At last month’s NATO Summit in Madrid, Finland and Sweden were invited to join the alliance. Adding these two nations to NATO will bolster transatlantic security significantly, as both have the political to contribute and the capabilities to back up their commitments.
The United States should support their rapid accession for myriad reasons, not the least of which is their clear mindedness about the threat posed by China. In addition to their robust military capabilities and their demonstrated willingness to deploy forces to fight common foes (e.g., participating in NATO missions in Afghanistan), having Finland and Sweden inside NATO will also better secure the Arctic, Baltic Sea, and Nordic regions—and make future conflict there less likely.
Despite these advantages, there was no guarantee going into the summit that an invitation would be forthcoming. Turkish objections threatened to slow down or derail the membership bids. Thankfully, a trilateral agreement signed in Madrid between the three nations paved the way for Turkey to lift its objection.
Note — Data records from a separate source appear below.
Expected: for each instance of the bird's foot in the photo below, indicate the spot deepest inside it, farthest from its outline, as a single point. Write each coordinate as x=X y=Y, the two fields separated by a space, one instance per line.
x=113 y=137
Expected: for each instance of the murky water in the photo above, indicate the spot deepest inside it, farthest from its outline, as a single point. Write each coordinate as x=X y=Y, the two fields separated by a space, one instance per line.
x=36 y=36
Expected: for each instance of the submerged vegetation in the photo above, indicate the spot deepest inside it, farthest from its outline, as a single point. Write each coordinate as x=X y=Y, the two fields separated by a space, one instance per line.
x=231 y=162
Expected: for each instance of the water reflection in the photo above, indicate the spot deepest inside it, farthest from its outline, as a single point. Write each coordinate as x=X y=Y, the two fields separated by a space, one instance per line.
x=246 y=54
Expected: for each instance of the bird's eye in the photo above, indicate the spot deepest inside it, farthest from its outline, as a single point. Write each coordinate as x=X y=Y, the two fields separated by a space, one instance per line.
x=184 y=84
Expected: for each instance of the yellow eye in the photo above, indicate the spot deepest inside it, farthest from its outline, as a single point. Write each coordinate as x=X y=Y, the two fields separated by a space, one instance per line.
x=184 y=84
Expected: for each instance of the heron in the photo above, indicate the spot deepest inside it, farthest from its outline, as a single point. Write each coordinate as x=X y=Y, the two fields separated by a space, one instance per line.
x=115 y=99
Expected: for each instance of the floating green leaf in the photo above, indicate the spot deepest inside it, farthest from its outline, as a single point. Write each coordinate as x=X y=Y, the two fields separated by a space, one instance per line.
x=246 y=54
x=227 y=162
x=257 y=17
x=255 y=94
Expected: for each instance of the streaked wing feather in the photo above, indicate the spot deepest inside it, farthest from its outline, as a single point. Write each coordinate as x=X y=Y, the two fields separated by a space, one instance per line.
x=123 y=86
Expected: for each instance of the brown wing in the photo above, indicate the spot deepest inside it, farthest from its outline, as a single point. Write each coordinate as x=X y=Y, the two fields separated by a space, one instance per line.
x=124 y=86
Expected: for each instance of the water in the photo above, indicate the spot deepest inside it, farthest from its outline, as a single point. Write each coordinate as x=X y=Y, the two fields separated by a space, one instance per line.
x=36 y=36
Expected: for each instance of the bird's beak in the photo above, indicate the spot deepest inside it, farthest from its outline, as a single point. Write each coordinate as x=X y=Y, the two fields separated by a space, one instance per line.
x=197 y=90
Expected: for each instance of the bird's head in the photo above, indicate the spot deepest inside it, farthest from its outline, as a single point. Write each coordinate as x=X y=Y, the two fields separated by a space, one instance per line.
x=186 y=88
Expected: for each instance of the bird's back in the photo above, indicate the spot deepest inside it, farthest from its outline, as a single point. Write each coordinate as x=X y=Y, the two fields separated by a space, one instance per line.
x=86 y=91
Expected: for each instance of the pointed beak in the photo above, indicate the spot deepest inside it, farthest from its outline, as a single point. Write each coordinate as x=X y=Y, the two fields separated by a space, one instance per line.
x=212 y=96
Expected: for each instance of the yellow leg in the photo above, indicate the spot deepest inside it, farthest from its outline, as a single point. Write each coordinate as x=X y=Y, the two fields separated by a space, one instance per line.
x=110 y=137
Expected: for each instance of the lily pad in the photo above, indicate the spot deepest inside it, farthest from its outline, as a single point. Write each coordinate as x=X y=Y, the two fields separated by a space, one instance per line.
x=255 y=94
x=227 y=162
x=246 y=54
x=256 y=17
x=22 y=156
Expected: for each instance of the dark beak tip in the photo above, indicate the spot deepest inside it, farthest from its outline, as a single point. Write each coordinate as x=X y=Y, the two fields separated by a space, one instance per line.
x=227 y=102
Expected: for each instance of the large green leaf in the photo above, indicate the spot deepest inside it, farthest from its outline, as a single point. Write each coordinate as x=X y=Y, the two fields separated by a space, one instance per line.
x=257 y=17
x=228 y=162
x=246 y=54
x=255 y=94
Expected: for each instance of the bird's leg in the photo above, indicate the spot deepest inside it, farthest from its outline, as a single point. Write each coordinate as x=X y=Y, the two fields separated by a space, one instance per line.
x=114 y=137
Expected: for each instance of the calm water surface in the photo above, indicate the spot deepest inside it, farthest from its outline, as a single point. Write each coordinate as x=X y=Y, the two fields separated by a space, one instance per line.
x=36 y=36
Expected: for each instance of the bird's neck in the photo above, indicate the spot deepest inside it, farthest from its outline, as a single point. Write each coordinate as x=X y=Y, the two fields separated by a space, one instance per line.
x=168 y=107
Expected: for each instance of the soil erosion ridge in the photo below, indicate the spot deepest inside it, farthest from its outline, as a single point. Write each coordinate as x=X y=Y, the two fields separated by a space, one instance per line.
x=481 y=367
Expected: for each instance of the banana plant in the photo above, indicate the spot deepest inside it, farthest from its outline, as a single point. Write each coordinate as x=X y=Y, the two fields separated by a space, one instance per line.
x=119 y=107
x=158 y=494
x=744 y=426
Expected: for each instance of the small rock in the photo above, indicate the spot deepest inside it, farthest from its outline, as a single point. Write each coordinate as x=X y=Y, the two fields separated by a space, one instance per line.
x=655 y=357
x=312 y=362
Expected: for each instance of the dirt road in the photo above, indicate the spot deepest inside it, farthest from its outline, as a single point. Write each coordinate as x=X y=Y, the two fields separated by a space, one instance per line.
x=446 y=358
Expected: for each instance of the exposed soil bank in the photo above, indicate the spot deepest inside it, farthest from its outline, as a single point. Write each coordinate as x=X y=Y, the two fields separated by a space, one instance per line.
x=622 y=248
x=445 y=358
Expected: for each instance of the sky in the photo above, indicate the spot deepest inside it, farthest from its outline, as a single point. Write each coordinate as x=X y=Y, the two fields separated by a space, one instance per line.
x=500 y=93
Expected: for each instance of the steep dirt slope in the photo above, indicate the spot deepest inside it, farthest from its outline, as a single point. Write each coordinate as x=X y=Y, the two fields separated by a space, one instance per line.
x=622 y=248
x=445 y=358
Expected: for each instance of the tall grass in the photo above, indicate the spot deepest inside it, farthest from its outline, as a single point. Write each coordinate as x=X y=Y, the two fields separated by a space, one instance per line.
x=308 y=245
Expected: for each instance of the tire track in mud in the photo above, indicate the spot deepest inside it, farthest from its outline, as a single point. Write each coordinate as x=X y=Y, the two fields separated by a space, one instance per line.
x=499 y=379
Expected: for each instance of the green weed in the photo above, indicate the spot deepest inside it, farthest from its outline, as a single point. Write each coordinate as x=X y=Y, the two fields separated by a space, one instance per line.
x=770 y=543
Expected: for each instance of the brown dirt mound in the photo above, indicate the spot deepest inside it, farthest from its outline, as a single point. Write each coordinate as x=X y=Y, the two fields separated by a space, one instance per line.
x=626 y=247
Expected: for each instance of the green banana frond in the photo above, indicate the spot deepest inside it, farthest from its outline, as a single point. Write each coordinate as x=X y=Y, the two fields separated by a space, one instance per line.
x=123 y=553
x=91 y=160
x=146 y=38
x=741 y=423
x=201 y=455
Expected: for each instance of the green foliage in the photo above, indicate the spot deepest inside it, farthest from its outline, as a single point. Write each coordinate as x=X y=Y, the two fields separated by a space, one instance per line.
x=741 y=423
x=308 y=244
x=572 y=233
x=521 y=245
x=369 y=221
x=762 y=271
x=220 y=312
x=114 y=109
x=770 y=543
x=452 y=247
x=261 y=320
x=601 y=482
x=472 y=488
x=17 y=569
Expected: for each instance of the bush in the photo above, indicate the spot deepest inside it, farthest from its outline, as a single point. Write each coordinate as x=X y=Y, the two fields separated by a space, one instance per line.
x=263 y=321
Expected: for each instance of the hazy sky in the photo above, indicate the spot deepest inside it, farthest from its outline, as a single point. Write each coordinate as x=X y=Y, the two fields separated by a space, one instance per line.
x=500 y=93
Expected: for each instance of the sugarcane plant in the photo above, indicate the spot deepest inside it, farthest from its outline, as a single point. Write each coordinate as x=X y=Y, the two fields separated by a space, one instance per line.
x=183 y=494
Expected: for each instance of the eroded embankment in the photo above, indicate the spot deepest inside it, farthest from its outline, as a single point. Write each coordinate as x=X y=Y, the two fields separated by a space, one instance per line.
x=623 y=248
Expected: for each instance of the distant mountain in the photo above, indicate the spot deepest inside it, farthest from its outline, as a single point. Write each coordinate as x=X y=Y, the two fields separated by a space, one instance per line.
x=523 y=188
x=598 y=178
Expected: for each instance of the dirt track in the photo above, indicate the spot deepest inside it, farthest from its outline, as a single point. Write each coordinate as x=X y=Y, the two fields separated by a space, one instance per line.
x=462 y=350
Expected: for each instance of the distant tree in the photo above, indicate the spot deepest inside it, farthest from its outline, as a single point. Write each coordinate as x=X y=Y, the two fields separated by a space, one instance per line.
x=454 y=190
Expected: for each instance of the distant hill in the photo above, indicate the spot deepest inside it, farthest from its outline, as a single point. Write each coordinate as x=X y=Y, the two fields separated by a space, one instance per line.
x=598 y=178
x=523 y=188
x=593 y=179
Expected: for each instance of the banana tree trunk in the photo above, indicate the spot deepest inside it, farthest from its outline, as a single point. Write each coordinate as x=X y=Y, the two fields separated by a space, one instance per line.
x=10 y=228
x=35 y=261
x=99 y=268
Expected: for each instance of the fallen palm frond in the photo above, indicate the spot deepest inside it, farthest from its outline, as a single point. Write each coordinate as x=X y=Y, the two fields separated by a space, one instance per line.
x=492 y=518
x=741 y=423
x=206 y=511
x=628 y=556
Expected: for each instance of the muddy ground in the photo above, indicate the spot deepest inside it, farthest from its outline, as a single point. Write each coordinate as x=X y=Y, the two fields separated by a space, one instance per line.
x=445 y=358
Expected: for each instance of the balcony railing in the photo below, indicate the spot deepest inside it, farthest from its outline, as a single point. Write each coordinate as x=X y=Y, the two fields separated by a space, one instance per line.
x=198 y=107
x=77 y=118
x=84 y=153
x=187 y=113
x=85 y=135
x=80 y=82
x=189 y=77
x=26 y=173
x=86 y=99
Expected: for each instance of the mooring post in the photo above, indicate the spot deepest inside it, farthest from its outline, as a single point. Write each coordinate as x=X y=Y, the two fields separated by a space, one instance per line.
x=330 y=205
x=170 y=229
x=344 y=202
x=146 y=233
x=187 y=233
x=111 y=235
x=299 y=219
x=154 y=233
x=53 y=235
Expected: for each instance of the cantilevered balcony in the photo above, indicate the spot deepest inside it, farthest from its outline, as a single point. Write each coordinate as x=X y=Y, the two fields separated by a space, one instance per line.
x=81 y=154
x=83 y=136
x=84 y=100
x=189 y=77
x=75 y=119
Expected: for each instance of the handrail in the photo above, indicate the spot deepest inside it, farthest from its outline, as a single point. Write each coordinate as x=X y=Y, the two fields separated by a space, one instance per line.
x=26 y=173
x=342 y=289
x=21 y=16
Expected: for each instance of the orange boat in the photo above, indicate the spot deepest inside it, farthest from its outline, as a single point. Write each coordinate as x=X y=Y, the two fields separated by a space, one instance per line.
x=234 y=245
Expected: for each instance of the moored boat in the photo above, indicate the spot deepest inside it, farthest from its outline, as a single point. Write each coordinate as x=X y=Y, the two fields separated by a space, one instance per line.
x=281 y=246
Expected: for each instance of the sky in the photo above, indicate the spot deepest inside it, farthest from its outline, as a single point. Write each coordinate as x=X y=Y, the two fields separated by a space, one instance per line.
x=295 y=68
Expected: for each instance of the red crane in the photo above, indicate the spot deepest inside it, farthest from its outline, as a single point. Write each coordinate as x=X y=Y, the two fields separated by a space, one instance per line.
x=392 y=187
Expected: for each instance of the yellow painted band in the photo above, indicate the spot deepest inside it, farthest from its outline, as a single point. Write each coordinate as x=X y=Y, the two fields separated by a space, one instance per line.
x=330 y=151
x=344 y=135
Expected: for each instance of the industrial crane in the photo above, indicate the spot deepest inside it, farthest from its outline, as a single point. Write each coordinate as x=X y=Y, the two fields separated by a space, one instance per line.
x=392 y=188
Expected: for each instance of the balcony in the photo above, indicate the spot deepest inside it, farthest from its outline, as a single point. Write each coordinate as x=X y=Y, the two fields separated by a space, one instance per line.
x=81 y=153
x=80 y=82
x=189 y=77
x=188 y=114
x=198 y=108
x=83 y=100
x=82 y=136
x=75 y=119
In the agreement, Finland and Sweden agreed to lift an arms embargo on Turkey, address Ankara’s deportation requests, and support Turkey’s inclusion in European Union defense initiatives, including Permanent Structured Cooperation.
U.S. support behind the scenes also undoubtedly played a major role in moving Turkey. Ankara’s about-face conveniently coincided with the Biden administration’s announcement that, in addition to approving the sale of F-16 upgrade kits to Turkey, it would also greenlight the sale of new F-16 fighter jets.
On Tuesday, Finland and Sweden’s accession protocols were signed by NATO ambassadors of the thirty current alliance members. Now, each member state will need to ratify the accession protocols before the Nordic nations become official members.
While that process plays out, Finland and Sweden could be facing an elevated risk of Russian hostilities. On this issue, the Europeans are stepping up to the plate. To date, Denmark, France, Iceland, the Netherlands, Norway, Poland, and the United Kingdom have extended security guarantees to Finland and Sweden while they await NATO membership. Those guarantees are important, but, as Finnish prime minister Sanna Marin stated, “The key issue is to keep the ratification process as short as possible. ... That would be the best security guarantee.”
Already, Finland and Sweden’s membership process is moving at a record pace. Previously, the shortest time for completion of the process was a year. Yet just two weeks after the summit’s end, the Croatian Parliament ratified the accession protocols, becoming the fifteenth nation to vote for ratification (joining Albania, Bulgaria, Canada, Denmark, Estonia, Germany, Iceland, Latvia, Luxembourg, the Netherlands, Norway, Poland, Slovenia, and the United Kingdom). To demonstrate U.S. leadership and send a strong message to the transatlantic community, the U.S. Senate should speedily allocate time to debate, and then pass, the required accessions protocol for Sweden and Finland to join NATO.
U.S. foreign policy decisions should first be evaluated by whether they protect and advance American interests. NATO has done more than any other organization, including the European Union, to secure U.S. national interests, promote stability, and ensure security in the Euro-Atlantic region. NATO accomplished this by enticing countries to become a part of the alliance. It is in America’s interest that NATO’s door remains open to deserving European countries, like Finland and Sweden, who commit to their defense and strengthen the alliance rather than relying on the United States to pick up the tab.
Far from being like other “free riders” who have contributed little to the alliance in recent years, Finland and Sweden would provide a net contribution to regional security. The United States should vote its approval of their membership—and be quick about it.
Daniel Kochis is a senior policy analyst for European affairs in The Heritage Foundation’s Margaret Thatcher Center for Freedom.